In an age of LLM writing, I would argue this status hierarchy is exactly backwards. We know what LLMs are pretty good at: accurately reproducing the formal features of writing, and we know what they are pretty bad at: accurately reproducing factual information. Wouldn’t it be better, in an world with such tools available, to emphasize the importance of writing as thinking and to encourage students (and people more broadly) to draft things out as a way of building their own understanding? Wouldn’t it be better, as educators, to ask students to write messy, unkempt drafts of their own ideas, and then allow them to feed those drafts into an LLM and let the machine help them adapt to unfamiliar genre conventions?

Another sort of low-status writing that we seem eager to automate is the sort of quotidian writing of everyday contact. The Google press release cited above goes on to suggest that their LLM writing tool could be used by “a manager onboarding a new employee, Workspace saves you the time and effort involved in writing that first welcome email.” Microsoft suggests possible prompts like “Write a poem that rhymes for my 8-year-old Jake. He loves dogs and facts about the ocean.” for it’s Bing LLM integration. ChatGPT uses “help me write a short note to introduce myself to my neighbor” as one of the sample prompts for their tool in the blog post announcing it.

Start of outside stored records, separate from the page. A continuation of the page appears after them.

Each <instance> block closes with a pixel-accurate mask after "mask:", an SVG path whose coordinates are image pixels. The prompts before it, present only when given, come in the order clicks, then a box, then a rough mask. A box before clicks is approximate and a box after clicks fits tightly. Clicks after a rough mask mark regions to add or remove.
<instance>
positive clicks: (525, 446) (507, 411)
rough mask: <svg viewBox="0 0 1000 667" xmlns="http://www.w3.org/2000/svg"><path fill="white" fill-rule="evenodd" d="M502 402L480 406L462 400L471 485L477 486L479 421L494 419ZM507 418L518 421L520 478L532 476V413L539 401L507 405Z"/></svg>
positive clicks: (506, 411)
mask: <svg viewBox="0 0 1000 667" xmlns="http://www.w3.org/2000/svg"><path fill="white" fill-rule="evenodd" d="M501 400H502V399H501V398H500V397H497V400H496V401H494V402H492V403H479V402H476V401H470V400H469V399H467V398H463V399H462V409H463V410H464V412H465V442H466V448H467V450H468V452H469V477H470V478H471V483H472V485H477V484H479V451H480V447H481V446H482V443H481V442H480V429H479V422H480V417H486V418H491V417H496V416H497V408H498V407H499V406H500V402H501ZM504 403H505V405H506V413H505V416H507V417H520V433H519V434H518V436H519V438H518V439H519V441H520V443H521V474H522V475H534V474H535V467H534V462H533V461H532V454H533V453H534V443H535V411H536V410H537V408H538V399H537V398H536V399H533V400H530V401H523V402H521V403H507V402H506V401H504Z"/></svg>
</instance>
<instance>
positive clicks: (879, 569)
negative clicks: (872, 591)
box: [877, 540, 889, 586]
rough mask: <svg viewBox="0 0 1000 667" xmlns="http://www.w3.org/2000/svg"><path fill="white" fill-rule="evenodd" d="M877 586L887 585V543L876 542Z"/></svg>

This kind of writing: everyday emails, notes, interactions with children is low prestige because it isn’t perceived as “special” or “unique.” Rather, it’s seen as something that “could be done by anyone.” This sort of writing almost never has direct economic value (no one is likely to buy any of the “songs” I made up on the fly for my son when he was an infant, no one is likely to buy an anthology of my work emails) and rarely is seen as having “artistic” merit (nobody is likely to collect either of the examples above for a museum).

And yet, this kind of writing has tremendous meaning. It’s part of the everyday work of care that binds us all together (and which our society routinely undervalues). Do we really want to automate our communications with the people we share our day-to-day lives with? Isn’t it more important that a rhyming poem for an 8 year old be written by someone who loves them, then that it be “formally correct” or even “good?” Isn’t part of the point of an email welcoming a new employee just to show that someone has put some time into acknowledging their existence?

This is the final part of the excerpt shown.